My blood is thin and my bones are cold in the evenings. My animals no longer stretch out on the cool tile to sleep. Instead, they curl their tails around themselves, and tuck their noses into warm blankets.
The coats on their backs are changing also; every cat and hound has become fluffy.
But I have no fur, so I sit in my chair covered in the red Christmas blankets I pulled out of the chifferobe this week.
But the last three years, I haven’t done a winter hibernation.
Like the wildfires now raging in California, I didn’t see the fire coming. There was no chance to sort through life, decide what was most important to keep, and let the rest go up in flames. Instead, the destruction was uncontrolled, and painfully destructive, as if the fire recognized those things in the forefront of my mind, the things I held most dear, and demolished them first.
I felt hopeless, and spent much of the next year in despair. Finally last year, I began to rebuild. Hopes. Future plans. Newer, stronger relationships, forged from the lessons learned.
Now I’m ready for another, albeit controlled, burn. This month, before I descend into my psyche for the winter’s deep work, I’m consciously shaping some fire imagery to use in some planned spellwork for change.

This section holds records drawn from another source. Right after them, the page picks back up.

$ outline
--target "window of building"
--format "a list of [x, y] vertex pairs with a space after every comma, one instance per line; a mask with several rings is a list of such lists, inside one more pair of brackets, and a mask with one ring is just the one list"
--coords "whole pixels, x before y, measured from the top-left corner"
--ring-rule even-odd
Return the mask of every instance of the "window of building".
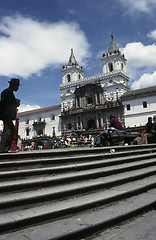
[[29, 128], [26, 128], [26, 136], [29, 136]]
[[147, 102], [143, 102], [143, 108], [147, 108]]
[[55, 120], [55, 115], [51, 115], [51, 120]]
[[127, 111], [131, 110], [131, 105], [127, 104]]
[[80, 127], [80, 117], [78, 117], [78, 126]]
[[71, 81], [71, 77], [70, 74], [67, 75], [67, 81], [70, 82]]
[[68, 123], [68, 130], [71, 129], [71, 123]]
[[109, 71], [113, 72], [113, 63], [109, 63]]
[[100, 94], [97, 92], [97, 104], [100, 104]]
[[92, 97], [88, 97], [88, 98], [87, 98], [87, 103], [88, 103], [88, 104], [93, 104]]
[[80, 97], [77, 96], [77, 107], [80, 107]]

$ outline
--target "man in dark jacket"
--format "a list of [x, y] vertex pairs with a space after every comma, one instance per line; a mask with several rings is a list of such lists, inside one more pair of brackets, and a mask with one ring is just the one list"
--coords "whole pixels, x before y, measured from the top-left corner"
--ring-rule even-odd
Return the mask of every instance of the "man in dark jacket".
[[0, 152], [8, 152], [15, 135], [15, 126], [13, 120], [16, 119], [19, 100], [15, 98], [13, 92], [16, 92], [20, 85], [18, 78], [12, 78], [9, 81], [9, 87], [1, 93], [2, 120], [4, 130], [1, 139]]
[[115, 129], [122, 129], [122, 125], [119, 122], [117, 118], [115, 118], [113, 115], [110, 116], [110, 124], [109, 127], [114, 127]]

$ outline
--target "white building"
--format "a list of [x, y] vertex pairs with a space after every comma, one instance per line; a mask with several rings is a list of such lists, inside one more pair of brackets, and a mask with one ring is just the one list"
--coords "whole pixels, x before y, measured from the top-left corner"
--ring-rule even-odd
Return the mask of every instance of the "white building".
[[60, 110], [61, 105], [56, 105], [18, 113], [19, 135], [23, 139], [32, 139], [38, 136], [60, 136]]
[[73, 50], [62, 68], [61, 105], [19, 113], [22, 138], [80, 133], [108, 126], [115, 115], [126, 127], [145, 125], [156, 115], [156, 87], [129, 91], [126, 58], [113, 36], [101, 58], [102, 74], [84, 78]]
[[156, 87], [126, 92], [121, 100], [126, 127], [145, 126], [156, 115]]

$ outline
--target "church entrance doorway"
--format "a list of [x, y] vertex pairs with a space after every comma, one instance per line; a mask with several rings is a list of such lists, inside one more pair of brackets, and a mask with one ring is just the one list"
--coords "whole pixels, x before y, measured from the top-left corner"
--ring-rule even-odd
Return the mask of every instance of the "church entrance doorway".
[[88, 129], [95, 129], [95, 120], [94, 119], [88, 120]]

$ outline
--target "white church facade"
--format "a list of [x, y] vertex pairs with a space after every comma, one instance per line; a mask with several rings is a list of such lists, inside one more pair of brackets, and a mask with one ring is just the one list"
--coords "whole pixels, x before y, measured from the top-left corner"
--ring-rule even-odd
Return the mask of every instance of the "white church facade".
[[107, 128], [110, 115], [125, 127], [146, 124], [148, 116], [156, 115], [156, 87], [130, 91], [126, 61], [112, 36], [109, 49], [101, 58], [103, 73], [84, 78], [83, 67], [71, 50], [69, 61], [62, 68], [61, 104], [19, 113], [21, 138], [100, 130]]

Some negative connections of negativity remain from that old life, and they need to be ashed and released to the winds. It’s taken me this long to be willing to let go, even while the holding on stabs me now and then. (Aren’t we strange creatures? We hold onto the things that hurt us, because we are afraid that being free of that pain may hurt even more.)

These are my Crone years, and I’m slowly learning to make the most of them. I know that if a person has resented his/her life--the burden of freedom, the chore of keeping body and soul together and pure-- then death will be just as unwelcome and resented. Our next life is predicated on the soundness of this one, and your undone work will be waiting for you at the crossroads, there’s no path around it. I figure letting go now of that which does not serve my highest good, is good practice for the time when, at the end of life, I must let it all go, and move on to my next lessons.
P.S. NaNo (National Novel Writing Month) is progressing slowly. Until today, I’ve been editing my existing chapters instead of forging ahead on new words. But those chapters are now clean-spanking polished. Tonight, I move ahead into new novel territory.
Goal=have rough draft completed by December 20. Cross your fingers, this baby is overdue!